Pero todas estas medidas constitucionales ¿cuánto tiempo pueden mantenerse contra la voluntad mayoritaria de los catalanes?, ¿se suspendería la Generalitat indefinidamente y Cataluña pasaría a regirse por un gobernador militar? No parece que esta actuación pudiera durar mucho tiempo en un Estado de la Unión Europea y se le podría decir a Rajoy lo mismo que le dijo Talleyrand a Napoleón, precisamente hablando del control militar de España: “Sire, las bayonetas sirven para muchas cosas, menos para sentarse sobre ellas”. O de forma más moderna, leerle el Dictamen del Tribunal Supremo canadiense: “Nuestras instituciones están basadas en el principio democrático y, en consecuencia, la expresión de la voluntad democrática de una provincia conferiría legitimidad a los esfuerzos que realizara el Gobierno de Quebec para iniciar el proceso de reforma constitucional para proceder a la secesión a través de medios constitucionales”. Por eso, si en las próximas elecciones del 25 de noviembre se produjera una victoria de las fuerzas soberanistas y decidieran celebrar el referéndum de autodeterminación, me parece que lo más adecuado desde un punto de vista democrático sería seguir la vía canadiense y convocar un referéndum en Cataluña, lo que puede hacer el Gobierno (art. 92 de la Constitución), tal y como ha sugerido, desde una posición defensora de la unidad, el profesor Francesc de Carreras. Me atrevo a añadir por mi cuenta que, a pesar de alguna afirmación de la Sentencia del Tribunal Constitucional 103/2008, no creo que el principio de la indisoluble unidad de la Nación española (art. 2 de la Constitución) impida una pregunta que dijera algo así como ¿está usted de acuerdo con que se reforme la Constitución española para permitir la independencia de Cataluña?

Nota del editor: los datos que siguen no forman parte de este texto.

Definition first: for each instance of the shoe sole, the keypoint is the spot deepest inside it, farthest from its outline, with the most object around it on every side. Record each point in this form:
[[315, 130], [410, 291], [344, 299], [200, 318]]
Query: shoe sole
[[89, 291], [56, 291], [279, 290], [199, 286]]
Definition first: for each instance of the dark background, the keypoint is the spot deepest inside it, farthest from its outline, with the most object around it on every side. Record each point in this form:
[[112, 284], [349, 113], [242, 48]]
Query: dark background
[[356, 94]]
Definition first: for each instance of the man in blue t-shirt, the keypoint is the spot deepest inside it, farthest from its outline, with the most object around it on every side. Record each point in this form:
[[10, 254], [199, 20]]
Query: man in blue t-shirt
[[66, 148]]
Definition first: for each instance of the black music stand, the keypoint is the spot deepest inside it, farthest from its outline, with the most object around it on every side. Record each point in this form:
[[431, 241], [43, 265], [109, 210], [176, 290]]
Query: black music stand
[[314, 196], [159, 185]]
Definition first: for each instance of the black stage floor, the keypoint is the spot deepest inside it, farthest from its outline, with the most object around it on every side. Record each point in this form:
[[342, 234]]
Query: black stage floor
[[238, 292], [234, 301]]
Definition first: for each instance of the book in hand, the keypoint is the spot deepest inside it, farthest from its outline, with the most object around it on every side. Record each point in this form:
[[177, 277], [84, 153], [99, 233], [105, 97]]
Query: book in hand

A partir de ahí, todavía se pueden aprender algunas cosas de la experiencia canadiense. Por ejemplo, en el ámbito jurídico, fijar los términos de validez del referéndum (“un voto claro de la mayoría de los quebequeses sobre una pregunta clara”). Y en el ámbito político, estudiar los motivos que llevaron a darle la vuelta a las encuestas y desembocar en una impresionante victoria de los unionistas en el referéndum de 1980 (60%-40%), sobre todo la inteligente campaña del primer ministro, el carismático Pierre Trudeau, que supo conquistar a los quebequeses con sus propuestas de renovación del federalismo canadiense. Por eso, creo que el mejor servicio que puede hacer el Gobierno a la unidad de España es construir un discurso ilusionante sobre nuestro futuro en común, dejando las descalificaciones algarábicas para otra ocasión.

Agustín Ruiz Robledo es catedrático de Derecho Constitucional.